I think I did also used to see it as a harmless funny silly kind of thing, but it can be unhelpful if it gets in the way. For instance you say everyone is lazy, but I think there's a difference in for example choosing to have a day where you don't do much, or a lie in at the weekend, or leave the washing up until the next day. Ultimately that doesn't hurt anybody and they are all perfectly valid choices to make, especially if you're tired. But there's another kind of lazy which is where you're basically pushing work onto somebody else instead. Like the proverbial husband and teenager who put items on top of the dishwasher rather than inside it. Or somebody who pulls a sickie at work knowing that other people will cover them. The thing is that even if you can be lazy sometimes, most people if they slip into problematic laziness then they will act to prevent that. So you wouldn't have a lie in if your friend wants to meet for coffee. You wouldn't leave the washing up for tomorrow if you know that tomorrow is going to be a really busy day. You probably wouldn't dream of lying so that somebody else would do work for you. Those things really are lazy and are much worse than just making a choice that didn't really matter.

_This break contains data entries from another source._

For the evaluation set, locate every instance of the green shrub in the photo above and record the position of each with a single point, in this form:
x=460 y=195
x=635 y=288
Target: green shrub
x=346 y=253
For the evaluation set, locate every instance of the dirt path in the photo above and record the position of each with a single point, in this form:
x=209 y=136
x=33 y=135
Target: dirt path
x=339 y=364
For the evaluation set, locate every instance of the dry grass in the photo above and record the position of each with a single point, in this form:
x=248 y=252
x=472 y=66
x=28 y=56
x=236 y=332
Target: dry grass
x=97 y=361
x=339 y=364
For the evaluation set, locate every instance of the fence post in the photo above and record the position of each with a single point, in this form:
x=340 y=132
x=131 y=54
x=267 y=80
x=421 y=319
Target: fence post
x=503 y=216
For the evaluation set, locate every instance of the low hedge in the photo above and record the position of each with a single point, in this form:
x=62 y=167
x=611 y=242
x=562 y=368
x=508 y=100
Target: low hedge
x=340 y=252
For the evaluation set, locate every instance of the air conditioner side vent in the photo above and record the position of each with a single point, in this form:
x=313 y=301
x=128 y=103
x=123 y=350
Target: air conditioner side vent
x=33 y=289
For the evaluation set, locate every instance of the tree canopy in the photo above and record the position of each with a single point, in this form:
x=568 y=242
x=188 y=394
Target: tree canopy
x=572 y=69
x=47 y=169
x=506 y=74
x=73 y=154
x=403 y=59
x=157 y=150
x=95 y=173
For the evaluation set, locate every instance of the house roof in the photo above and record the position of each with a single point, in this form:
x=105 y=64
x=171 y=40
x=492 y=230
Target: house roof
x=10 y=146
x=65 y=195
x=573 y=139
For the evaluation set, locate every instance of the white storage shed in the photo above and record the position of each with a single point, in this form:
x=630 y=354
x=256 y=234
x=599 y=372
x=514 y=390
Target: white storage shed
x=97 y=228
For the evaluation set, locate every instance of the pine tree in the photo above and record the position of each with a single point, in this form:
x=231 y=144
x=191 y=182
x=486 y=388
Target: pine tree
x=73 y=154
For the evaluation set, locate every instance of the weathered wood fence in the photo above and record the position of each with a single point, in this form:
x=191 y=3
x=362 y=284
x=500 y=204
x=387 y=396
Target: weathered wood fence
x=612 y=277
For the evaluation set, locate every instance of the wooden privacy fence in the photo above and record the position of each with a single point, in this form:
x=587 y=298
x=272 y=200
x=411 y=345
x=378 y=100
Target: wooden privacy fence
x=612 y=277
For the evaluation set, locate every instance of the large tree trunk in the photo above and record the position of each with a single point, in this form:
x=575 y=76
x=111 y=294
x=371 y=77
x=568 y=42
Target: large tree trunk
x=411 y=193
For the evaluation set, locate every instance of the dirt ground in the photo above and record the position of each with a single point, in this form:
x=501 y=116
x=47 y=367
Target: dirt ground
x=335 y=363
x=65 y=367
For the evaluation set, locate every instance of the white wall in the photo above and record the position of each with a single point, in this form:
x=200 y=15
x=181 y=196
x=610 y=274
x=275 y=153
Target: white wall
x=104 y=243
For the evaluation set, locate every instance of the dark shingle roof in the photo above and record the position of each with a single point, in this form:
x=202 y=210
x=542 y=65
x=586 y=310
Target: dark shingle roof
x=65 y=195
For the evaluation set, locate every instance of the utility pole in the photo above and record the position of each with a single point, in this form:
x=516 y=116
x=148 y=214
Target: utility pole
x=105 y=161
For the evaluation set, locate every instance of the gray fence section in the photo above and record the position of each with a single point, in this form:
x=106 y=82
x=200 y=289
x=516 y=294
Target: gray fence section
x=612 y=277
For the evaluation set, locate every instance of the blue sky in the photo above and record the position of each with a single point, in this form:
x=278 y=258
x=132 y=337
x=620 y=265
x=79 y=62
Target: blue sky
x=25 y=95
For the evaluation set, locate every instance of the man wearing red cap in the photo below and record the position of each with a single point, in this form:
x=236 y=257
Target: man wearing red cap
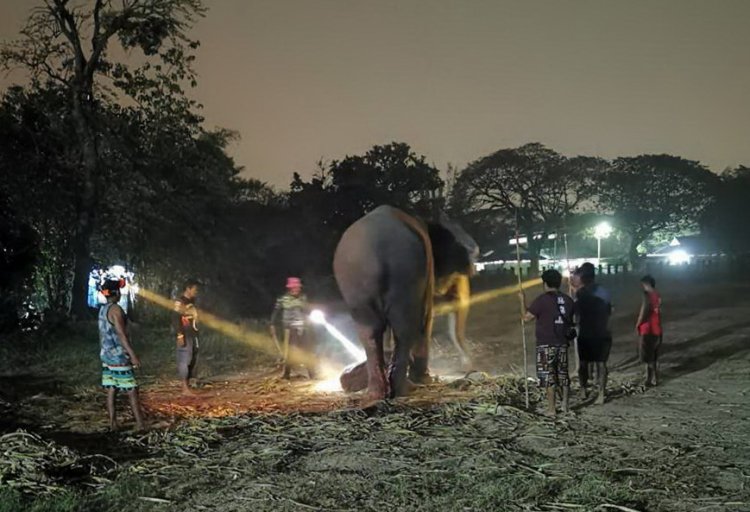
x=293 y=309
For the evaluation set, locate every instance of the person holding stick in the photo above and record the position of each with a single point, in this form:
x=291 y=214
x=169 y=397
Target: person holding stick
x=553 y=313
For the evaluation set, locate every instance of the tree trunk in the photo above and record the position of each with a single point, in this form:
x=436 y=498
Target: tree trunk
x=635 y=260
x=534 y=248
x=86 y=208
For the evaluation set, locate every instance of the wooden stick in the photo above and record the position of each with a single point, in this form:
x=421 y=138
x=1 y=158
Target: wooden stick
x=523 y=321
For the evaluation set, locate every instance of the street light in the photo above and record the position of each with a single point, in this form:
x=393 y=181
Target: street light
x=602 y=230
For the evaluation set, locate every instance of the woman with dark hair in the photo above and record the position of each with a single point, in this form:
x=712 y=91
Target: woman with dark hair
x=649 y=328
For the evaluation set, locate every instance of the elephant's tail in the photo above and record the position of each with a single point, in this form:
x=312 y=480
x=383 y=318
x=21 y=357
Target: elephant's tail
x=421 y=231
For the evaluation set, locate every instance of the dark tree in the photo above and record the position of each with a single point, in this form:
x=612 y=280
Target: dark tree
x=649 y=193
x=67 y=43
x=345 y=190
x=533 y=184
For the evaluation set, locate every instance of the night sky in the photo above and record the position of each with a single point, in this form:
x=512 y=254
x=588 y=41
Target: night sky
x=310 y=79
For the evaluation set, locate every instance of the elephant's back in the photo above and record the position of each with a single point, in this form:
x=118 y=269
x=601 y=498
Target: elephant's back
x=376 y=250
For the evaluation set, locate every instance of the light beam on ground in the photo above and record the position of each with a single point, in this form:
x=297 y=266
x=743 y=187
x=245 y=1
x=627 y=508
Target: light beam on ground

So if you have ADHD then it can be really hard to separate out what's just making valid choices that don't hurt anybody, what's making an active choice that is hurting somebody (someone else or your future self) and what is actually a problem caused by a lack of executive functioning/a task requiring a lot of EF. And you can get stuck in a shame spiral where you're basically just shouting at yourself for being lazy and why can't I just do it, and that isn't very productive, it's more effective to break down the task and work out what's getting in the way, can I externalise any parts of it, can I use any short cuts, can I break the task down, can I do it at a non standard time or in a non standard way?
Just thinking "I'm lazy" can get in the way of that kind of productive problem solving and in the meantime the task still doesn't get done, I still think I'm lazy and that creates a toxic cycle where I flagellate myself, feel worse, am less able to do tasks, see myself as useless, end up struggling with depression and anxiety on top of the ADHD.
That's why lazy can be a difficult word for people with ADHD.